# Favorite FA and DA artists



## Neuron (Oct 3, 2011)

This is a thread for admiring and showcasing artwork of people or friends on FA or DA that you follow. Please include in your post details like how you found the artist, why you think they are a good artist, your favorite things about their artwork, and maybe art styles or characters of theirs you'd like to see drawn! This thread is to help artists you like get more watches and favorites on their art sites, so please include links and examples of their art. If the art is NSFW, please link to it instead and include a warning.

For my first showcase, I want to tell you all about the person who drew the picture in my avatar, ChudilyDoo

As you can see by my avatar, Chu has an absolutely incredible talent for motion and feeling. Her fluffy, soft characters combined with her dynamic movement and 3D perspective make her an artist worthy of being professional grade. I have told her before that people can try for years and years and never be able to accomplish the expressions that she does. If you want a fast, and very cheap commission for the level of quality that she'll give you she is the one you should inquire about. Please go and commission her, she's been doing free request art streams every so often and lamented that she really needs the help, so please donate or commission her! 

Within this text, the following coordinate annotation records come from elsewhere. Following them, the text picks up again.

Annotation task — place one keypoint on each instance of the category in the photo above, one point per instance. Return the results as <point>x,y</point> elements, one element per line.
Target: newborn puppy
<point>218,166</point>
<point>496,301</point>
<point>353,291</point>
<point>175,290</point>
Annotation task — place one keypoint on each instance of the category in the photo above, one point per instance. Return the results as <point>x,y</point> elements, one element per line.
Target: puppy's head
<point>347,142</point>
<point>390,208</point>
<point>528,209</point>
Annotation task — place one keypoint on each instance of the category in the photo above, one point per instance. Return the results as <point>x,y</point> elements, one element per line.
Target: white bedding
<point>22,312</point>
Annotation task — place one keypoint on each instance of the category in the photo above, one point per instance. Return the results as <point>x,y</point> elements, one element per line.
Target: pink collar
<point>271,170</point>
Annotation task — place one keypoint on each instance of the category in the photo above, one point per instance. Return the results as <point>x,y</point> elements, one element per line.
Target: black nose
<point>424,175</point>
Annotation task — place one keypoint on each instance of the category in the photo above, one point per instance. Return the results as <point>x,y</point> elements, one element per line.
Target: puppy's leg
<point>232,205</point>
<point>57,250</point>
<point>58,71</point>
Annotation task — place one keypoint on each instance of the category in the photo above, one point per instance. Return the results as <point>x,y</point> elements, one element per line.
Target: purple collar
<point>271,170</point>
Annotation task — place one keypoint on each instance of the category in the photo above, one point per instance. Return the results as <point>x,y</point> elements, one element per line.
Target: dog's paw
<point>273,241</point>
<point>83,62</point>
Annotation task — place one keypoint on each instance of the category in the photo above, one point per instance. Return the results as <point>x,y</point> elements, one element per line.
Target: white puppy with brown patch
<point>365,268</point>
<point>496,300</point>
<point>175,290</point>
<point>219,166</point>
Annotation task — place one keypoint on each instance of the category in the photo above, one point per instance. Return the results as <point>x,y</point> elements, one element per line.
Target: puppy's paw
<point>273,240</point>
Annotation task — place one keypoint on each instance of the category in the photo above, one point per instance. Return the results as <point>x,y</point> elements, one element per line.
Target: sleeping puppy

She offers full body, detailed and colored commissions for the low price of $25. Her line art and sketches are even cheaper.

Examples: 
















Another artist I recently found is DeZarc. She's still working on her style, but I love her toony style so far. Her poses can be dynamic and she is pretty good at faces. I always love the expressions on her drawings and I also like that her legs are always consistent unlike mine.

Examples:


----------



## davimink (Oct 5, 2011)

aseities

tragelaphus

veramundis


----------



## Neuron (Oct 7, 2011)

davimink said:


> aseities
> 
> tragelaphus
> 
> veramundis


Very nice! But I would like discussion as to why these are good artists, if everyone does not mind.

Next I'm going to feature an artist that I'm not sure is on DA or FA, but his name is Aaron Neathery and he currently publishes a comic on GoComics.com called Endtown. I don't want to give you any spoilers about this comic, but it is about a post-apocalyptic future where a mutagen turns humans into animal people or blood thirsty monsters. The animal mutants and humans immune to the mutagen (that is considered a mutation) live underground in Endtown, while the unmutated humans live above as the dreaded Topsiders. The story is amazing, he is an artist visually and as one of the most incredible story tellers I've ever seen. He can say so much while having put no dialogue in his comic whatsoever.

His comics tug at your heart strings, question very morally challenging situations, and present definitions of what it means to be human. I also am very intrigued that while many furry comic artists would have put the mutations into animal people in a positive light, he does not do such an unrealistic thing. Many of his characters struggle with their mutations and must learn to accept their new forms by means of deep, psychological searching and reflection.

His artwork is a very intense noir style, black and white but full of complex expression, motion, and dynamic interactions between characters. He can draw things as amazing as an upside down city crumbling into dust, to auditoriums full of all kinds of different animal people, to intense gunfights between monsters and topsiders. His artwork knows no bounds, and it serves to show us that intense drama can play out in a space of 4 panels. He's absolutely incredible.

If you would like to read this comic from the beginning, please go here


----------



## Deo (Oct 7, 2011)

*STIGMATA*










*
GALGARD
*





*Louvelex*





*VRASS*





*LUPESILVERWIND
*








*
PsuedoManitou*


----------



## Deo (Oct 8, 2011)

I love "finding" new artists that are good, or remembering those whom I forgot. So can we get this thread up and running folks?

Raichul is someone I recently found, and her characters are really interesting and her style is free and fun









Metka04





Yinepu





Nathradas





YMXA





Pram





Seely





PAC





Whiteafi


----------



## Neuron (Oct 8, 2011)

I would personally like to thank Deo for contributing so many artists to this thread! Thank you Deo!

And now I would like to tell you about my friend Stereo

Stereo has amazing art, she draws incredible cartoony characters with dynamic, vivid coloring. God her COLORING. Her pictures are vibrant, full of personality and motion, and she never fails to please the eyes.


----------



## kitsunekoneko (Oct 23, 2011)

miri and nekomonaka, definitely!

Both of them have a nice, distinctive style that is so cute and squishy-looking XD Nekomonaka has some of the best texture use and their toning is excellent.
Miri is so good at painting and limiting the tools they use, I am so jealous of both of their skills |D


----------



## UnburntDaenerys (Oct 27, 2011)

Well, I'm new here and don't watch many people yet, but here are some I found not in this thread:

Blizzardful
Lovely painterly style, muted colors.

nayoko_Ventila
Makes sculptures and dolls, also has a really adorable 'sona.

Quirachen
Really gorgeous stuff, love her fur.  I have no idea how she has so few pageviews.

Sugarfueld
All kinds of weird and interesting characters.

Yumesanme
Beautiful icons.

jazzycat
Her "35-minute doodles" put my hours of work to shame.  The coloring is amazing.

sarah-grey
Tea-dipped artwork.


----------